December 16, 2024 (Globalinvestorideas.com Newswire) Globalinvestorideas.com, a go-to platform for big investing ideas releases market commentary from Quasar Elizundia, Expert Research Strategist at Pepperstone.
“The price of gold shows relative stability at the start of the week, following two consecutive declines, in a context marked by the upcoming Federal Reserve (Fed) decision and the release of key economic data. This pause reflects investor caution as they await signals from the U.S. central bank.
The market has almost fully priced in a 25-basis-point rate cut during this week’s meeting. This situation has served as a relative support factor for gold, as a more accommodative monetary policy tends to weaken the dollar, making gold cheaper for holders of other currencies and reducing the comparative cost of acquiring non-yielding safe-haven assets like the yellow metal.
However, the main focus is not solely on the size of the cut but on the updated economic projections that the Fed will release. These projections, which include outlooks on economic growth, inflation, and unemployment, could provide crucial insights into the future path of monetary policy, significantly influencing market sentiment and the price of gold.

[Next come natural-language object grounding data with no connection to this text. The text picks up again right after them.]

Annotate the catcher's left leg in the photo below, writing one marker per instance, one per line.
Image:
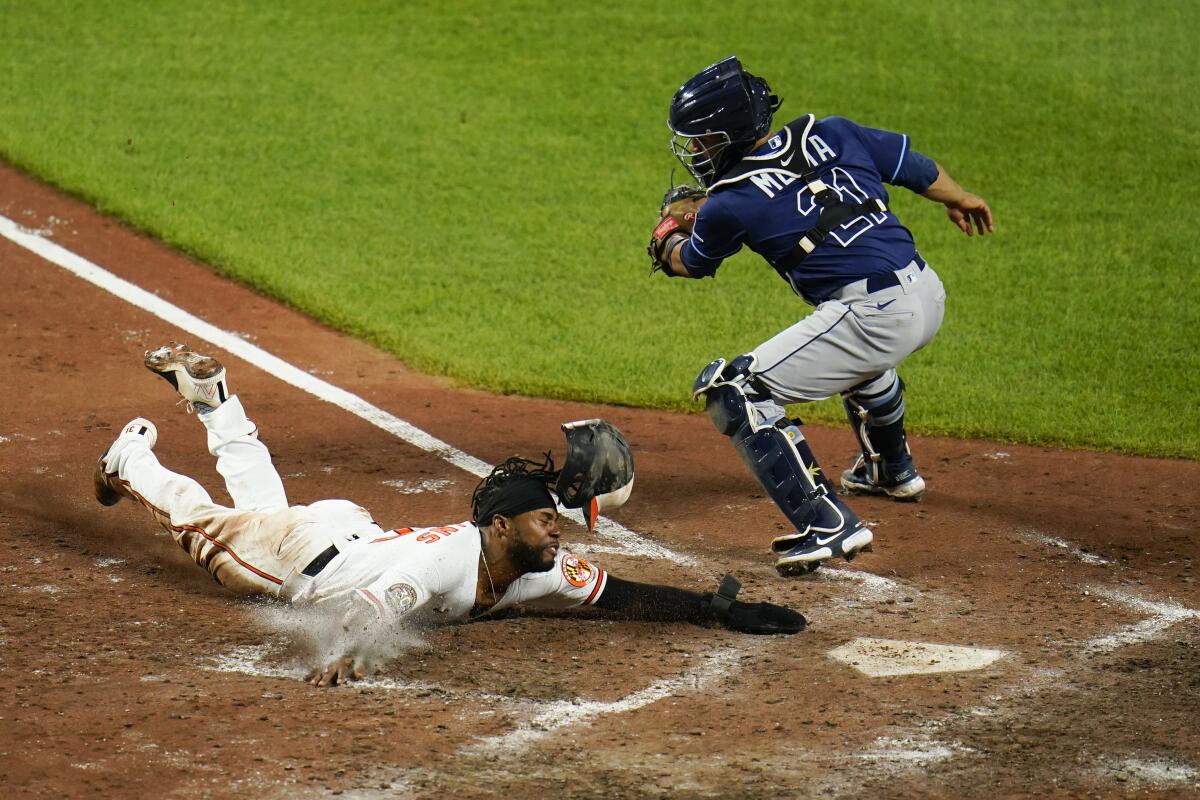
(781, 461)
(875, 409)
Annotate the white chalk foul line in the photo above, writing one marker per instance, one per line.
(1163, 615)
(630, 542)
(1062, 543)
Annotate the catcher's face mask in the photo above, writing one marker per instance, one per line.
(599, 469)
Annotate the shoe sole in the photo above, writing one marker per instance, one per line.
(907, 492)
(169, 359)
(861, 541)
(105, 494)
(100, 477)
(205, 373)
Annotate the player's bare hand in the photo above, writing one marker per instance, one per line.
(970, 214)
(340, 672)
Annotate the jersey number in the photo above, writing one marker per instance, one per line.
(849, 191)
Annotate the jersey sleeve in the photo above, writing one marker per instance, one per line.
(571, 582)
(717, 235)
(886, 149)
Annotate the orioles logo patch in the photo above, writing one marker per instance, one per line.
(401, 597)
(576, 571)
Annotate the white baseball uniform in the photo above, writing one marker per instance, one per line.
(263, 546)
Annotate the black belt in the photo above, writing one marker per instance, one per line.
(321, 561)
(888, 280)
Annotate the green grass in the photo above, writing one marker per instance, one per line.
(472, 187)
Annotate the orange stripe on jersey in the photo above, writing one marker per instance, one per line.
(202, 533)
(395, 534)
(229, 551)
(595, 589)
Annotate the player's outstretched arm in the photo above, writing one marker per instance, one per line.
(654, 602)
(969, 211)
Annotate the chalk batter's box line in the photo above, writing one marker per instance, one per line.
(628, 541)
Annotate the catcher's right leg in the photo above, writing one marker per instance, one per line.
(781, 461)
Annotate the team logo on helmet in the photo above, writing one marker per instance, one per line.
(577, 571)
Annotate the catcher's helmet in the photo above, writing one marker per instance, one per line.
(717, 116)
(599, 469)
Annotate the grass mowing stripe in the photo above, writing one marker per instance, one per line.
(472, 188)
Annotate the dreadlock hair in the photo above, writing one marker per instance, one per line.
(514, 475)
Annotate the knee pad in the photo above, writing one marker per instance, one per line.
(876, 402)
(875, 410)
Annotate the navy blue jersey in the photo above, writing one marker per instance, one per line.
(769, 211)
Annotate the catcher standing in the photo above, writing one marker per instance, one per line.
(810, 199)
(331, 554)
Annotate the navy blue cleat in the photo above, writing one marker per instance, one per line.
(899, 482)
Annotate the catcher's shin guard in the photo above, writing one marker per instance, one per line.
(875, 410)
(777, 455)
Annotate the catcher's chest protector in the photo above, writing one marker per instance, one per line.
(790, 164)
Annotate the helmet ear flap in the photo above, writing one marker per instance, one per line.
(598, 473)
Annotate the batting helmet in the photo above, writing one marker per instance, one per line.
(599, 469)
(717, 116)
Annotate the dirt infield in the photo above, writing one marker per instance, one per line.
(131, 674)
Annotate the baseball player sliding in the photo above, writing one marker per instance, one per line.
(333, 555)
(809, 197)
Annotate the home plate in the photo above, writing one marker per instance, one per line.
(882, 657)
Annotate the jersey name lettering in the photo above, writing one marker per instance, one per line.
(823, 151)
(772, 182)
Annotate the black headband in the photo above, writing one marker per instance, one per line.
(517, 495)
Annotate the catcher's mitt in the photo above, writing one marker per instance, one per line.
(677, 217)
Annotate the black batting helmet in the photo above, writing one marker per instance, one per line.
(599, 469)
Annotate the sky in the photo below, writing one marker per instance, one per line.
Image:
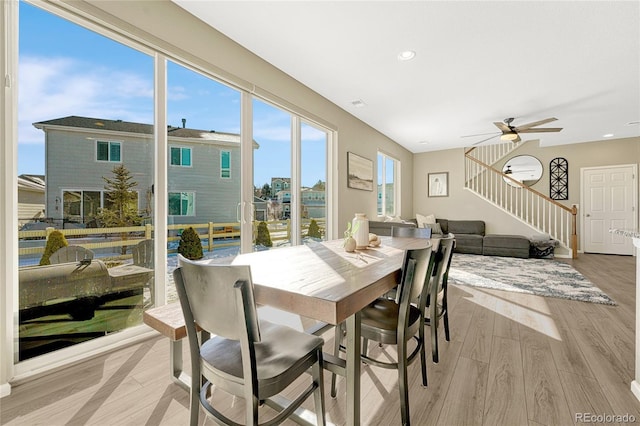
(65, 69)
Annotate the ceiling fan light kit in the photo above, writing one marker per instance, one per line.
(512, 133)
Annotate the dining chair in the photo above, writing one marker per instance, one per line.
(396, 323)
(245, 356)
(436, 304)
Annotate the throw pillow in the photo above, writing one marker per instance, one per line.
(424, 220)
(435, 228)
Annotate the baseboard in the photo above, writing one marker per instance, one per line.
(5, 390)
(635, 388)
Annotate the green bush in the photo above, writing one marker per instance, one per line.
(190, 245)
(314, 230)
(55, 241)
(263, 238)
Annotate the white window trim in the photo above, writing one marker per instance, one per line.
(109, 142)
(180, 148)
(396, 184)
(225, 168)
(182, 192)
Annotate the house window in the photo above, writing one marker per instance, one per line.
(388, 185)
(108, 151)
(225, 164)
(180, 156)
(182, 203)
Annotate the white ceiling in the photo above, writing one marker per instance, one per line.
(476, 62)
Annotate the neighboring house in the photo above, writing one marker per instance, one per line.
(204, 169)
(279, 184)
(314, 203)
(31, 195)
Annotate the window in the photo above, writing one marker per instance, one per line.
(180, 156)
(225, 164)
(182, 203)
(108, 151)
(388, 185)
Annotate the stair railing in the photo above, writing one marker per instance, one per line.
(528, 205)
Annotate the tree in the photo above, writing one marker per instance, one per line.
(121, 208)
(190, 245)
(314, 230)
(263, 238)
(319, 186)
(55, 241)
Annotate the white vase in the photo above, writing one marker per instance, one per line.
(361, 224)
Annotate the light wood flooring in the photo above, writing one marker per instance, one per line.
(513, 359)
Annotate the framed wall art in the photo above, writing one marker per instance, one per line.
(359, 172)
(438, 184)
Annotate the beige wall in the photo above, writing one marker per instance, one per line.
(462, 204)
(165, 24)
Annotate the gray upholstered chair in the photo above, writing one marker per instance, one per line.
(246, 357)
(398, 231)
(436, 306)
(395, 323)
(71, 254)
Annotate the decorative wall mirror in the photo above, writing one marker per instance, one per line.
(523, 168)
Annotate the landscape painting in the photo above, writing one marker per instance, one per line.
(360, 171)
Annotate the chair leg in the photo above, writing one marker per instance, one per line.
(423, 357)
(434, 340)
(403, 384)
(318, 394)
(446, 326)
(337, 340)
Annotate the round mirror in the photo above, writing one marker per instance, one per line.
(523, 168)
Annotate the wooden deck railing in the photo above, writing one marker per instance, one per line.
(209, 232)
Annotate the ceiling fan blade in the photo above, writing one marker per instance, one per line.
(480, 134)
(542, 130)
(502, 126)
(535, 123)
(484, 140)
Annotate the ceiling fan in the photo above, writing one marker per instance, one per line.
(512, 133)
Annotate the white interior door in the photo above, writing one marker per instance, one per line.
(609, 202)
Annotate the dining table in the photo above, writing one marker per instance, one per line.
(323, 282)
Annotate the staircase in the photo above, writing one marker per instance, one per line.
(525, 204)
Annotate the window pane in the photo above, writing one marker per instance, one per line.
(175, 156)
(115, 152)
(80, 96)
(103, 151)
(186, 156)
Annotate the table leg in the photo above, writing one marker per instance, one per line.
(175, 363)
(353, 369)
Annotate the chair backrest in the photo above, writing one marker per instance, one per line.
(404, 231)
(444, 256)
(416, 269)
(218, 298)
(70, 254)
(143, 254)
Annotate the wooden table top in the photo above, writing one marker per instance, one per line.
(322, 281)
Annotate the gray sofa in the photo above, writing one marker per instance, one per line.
(470, 237)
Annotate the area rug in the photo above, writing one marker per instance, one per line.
(542, 277)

The key lies not in the rate cut itself but in the Fed’s outlook for the coming months. If the Fed adopts a more hawkish tone, suggesting a pause in cuts or even the possibility of future hikes, gold could face downward pressure. Conversely, a more “dovish” message, emphasizing the need to maintain accommodative policies, could support the precious metal.
In addition to the Fed decision, this week features a busy economic calendar with important references. The Personal Consumption Expenditures (PCE) index and the consumer sentiment reading will provide valuable insights into the health of the U.S. economy and could create volatility in the markets, including gold.

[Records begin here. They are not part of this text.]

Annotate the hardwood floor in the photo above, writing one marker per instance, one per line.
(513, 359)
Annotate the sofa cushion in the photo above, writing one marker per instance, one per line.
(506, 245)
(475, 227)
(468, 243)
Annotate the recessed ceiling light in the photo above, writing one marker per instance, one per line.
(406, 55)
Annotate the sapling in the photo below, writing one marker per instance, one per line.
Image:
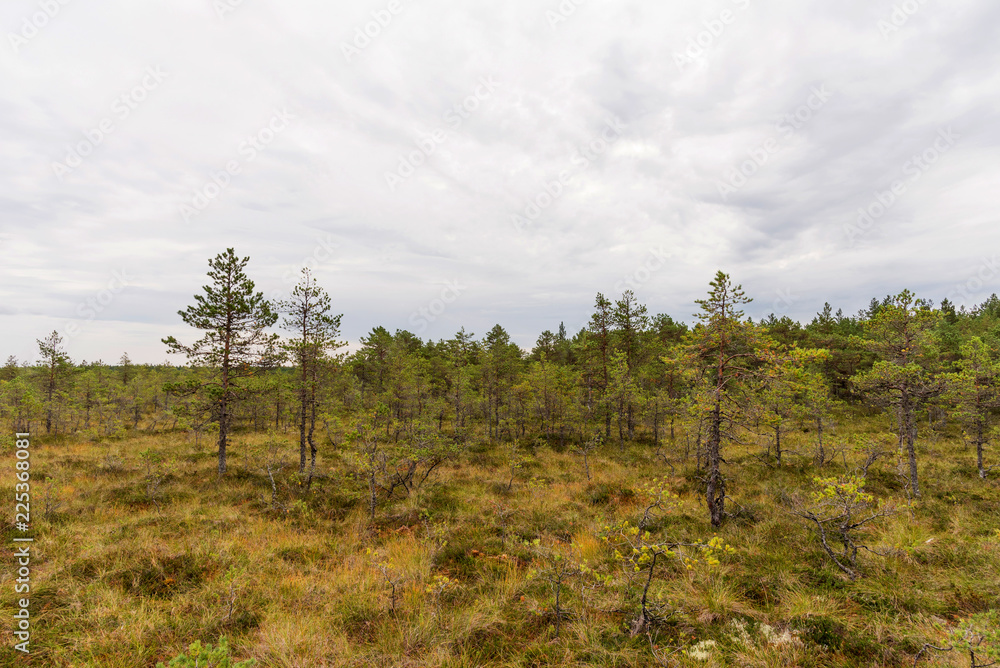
(389, 575)
(840, 511)
(585, 449)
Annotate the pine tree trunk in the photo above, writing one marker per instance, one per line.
(715, 492)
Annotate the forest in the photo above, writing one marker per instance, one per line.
(642, 492)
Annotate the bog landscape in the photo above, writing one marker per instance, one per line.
(652, 490)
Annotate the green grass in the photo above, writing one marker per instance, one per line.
(119, 579)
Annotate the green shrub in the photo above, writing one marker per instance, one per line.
(206, 657)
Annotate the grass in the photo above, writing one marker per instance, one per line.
(120, 579)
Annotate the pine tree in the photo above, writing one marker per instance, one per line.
(236, 343)
(900, 333)
(56, 362)
(975, 391)
(721, 348)
(315, 329)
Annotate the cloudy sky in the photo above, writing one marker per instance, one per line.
(464, 164)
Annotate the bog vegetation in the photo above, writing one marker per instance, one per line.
(638, 493)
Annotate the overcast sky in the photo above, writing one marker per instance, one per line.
(489, 162)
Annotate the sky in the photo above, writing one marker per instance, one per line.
(444, 165)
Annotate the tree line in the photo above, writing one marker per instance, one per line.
(402, 405)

Several factors continue to support gold prices. Persistent geopolitical tensions maintain a positive environment for safe-haven demand. Additionally, concerns over potential new tariffs from the Trump administration and global trade tensions enhance its appeal as a hedge against economic uncertainty. Added to this is the continued demand for gold by central banks globally, which is expected to remain at elevated levels, acting as a key fundamental support.

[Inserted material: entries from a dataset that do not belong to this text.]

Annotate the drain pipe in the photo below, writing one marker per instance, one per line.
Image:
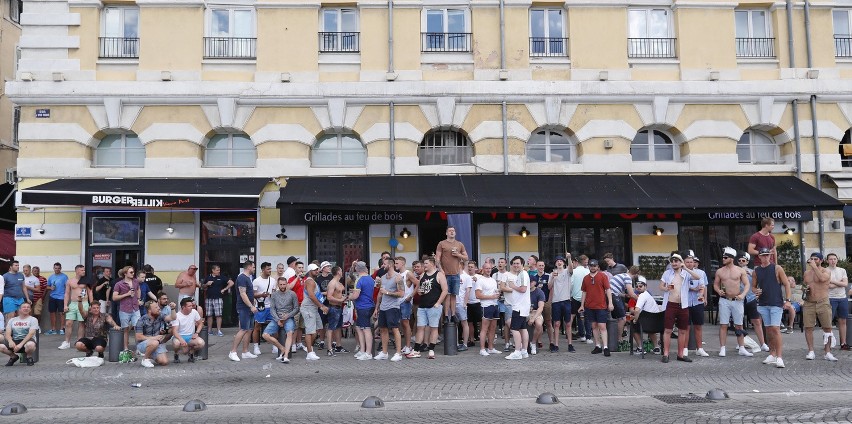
(505, 141)
(814, 125)
(796, 134)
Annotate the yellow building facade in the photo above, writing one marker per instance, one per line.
(271, 92)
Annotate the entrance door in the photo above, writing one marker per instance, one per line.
(340, 246)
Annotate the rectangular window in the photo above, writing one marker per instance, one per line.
(231, 34)
(339, 31)
(842, 33)
(447, 30)
(119, 33)
(547, 33)
(650, 34)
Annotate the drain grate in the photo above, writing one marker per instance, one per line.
(688, 398)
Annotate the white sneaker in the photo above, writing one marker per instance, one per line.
(514, 356)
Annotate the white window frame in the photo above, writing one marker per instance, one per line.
(547, 146)
(649, 132)
(230, 151)
(752, 159)
(123, 148)
(339, 150)
(547, 35)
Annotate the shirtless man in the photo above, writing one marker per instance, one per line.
(727, 284)
(817, 280)
(77, 299)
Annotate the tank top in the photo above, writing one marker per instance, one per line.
(430, 290)
(768, 281)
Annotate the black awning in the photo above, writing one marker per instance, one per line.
(149, 193)
(556, 193)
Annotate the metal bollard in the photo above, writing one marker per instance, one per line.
(115, 344)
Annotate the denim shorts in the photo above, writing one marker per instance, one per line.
(771, 315)
(273, 329)
(405, 310)
(429, 316)
(453, 282)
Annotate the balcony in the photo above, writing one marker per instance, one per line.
(118, 48)
(755, 47)
(230, 48)
(651, 48)
(548, 47)
(842, 46)
(445, 41)
(339, 42)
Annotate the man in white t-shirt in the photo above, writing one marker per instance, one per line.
(518, 288)
(185, 329)
(486, 291)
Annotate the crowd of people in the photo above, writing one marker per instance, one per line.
(301, 306)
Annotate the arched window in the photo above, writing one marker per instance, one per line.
(225, 150)
(652, 145)
(757, 147)
(338, 149)
(445, 147)
(120, 151)
(547, 145)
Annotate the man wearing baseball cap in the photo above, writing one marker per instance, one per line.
(816, 305)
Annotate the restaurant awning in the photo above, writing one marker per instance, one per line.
(149, 193)
(556, 193)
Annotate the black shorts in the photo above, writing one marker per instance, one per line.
(93, 342)
(696, 314)
(474, 312)
(518, 322)
(751, 310)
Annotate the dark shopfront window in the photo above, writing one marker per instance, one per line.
(707, 241)
(592, 241)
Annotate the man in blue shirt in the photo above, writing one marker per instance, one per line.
(14, 294)
(56, 304)
(245, 311)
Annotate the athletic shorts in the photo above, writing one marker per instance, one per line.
(474, 312)
(389, 318)
(813, 310)
(453, 282)
(696, 314)
(518, 322)
(561, 311)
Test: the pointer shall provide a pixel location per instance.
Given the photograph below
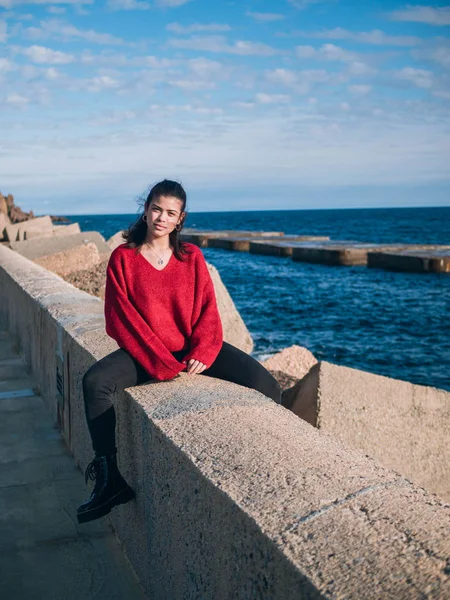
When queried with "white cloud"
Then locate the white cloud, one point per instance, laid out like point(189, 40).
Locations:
point(40, 54)
point(263, 98)
point(360, 90)
point(128, 5)
point(204, 68)
point(440, 54)
point(265, 17)
point(299, 81)
point(359, 68)
point(3, 31)
point(101, 83)
point(17, 100)
point(14, 3)
point(423, 14)
point(53, 28)
point(192, 85)
point(376, 37)
point(51, 73)
point(5, 65)
point(326, 52)
point(196, 27)
point(219, 44)
point(171, 3)
point(419, 77)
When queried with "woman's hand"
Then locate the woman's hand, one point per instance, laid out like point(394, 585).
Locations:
point(194, 367)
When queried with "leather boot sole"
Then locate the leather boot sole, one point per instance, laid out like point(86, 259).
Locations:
point(121, 497)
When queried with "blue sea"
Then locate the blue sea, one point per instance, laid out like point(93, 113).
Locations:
point(393, 324)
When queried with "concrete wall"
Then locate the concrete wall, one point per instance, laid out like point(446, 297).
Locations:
point(236, 496)
point(404, 426)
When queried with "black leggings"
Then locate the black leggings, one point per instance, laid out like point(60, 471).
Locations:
point(119, 370)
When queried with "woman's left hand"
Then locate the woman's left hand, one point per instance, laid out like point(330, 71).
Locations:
point(195, 366)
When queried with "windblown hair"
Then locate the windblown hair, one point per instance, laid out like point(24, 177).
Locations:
point(136, 233)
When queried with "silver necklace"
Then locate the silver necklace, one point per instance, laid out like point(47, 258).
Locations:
point(160, 258)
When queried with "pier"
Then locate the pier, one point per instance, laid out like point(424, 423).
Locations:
point(417, 258)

In the long term, the outlook for gold remains relatively favorable as global monetary policy continues to be accommodative. However, one factor that could counter this trend is the possibility that policies implemented by the Trump administration generate inflationary pressures. A significant increase in inflation could force the Fed to adopt a less accommodative stance than anticipated, limiting its ability to implement additional rate cuts and negatively impacting gold prices.
In summary, gold prices are at an inflection point, awaiting signals from the Fed. The interplay between monetary policy, economic data, and geopolitical factors will continue to shape its trajectory in the coming months.”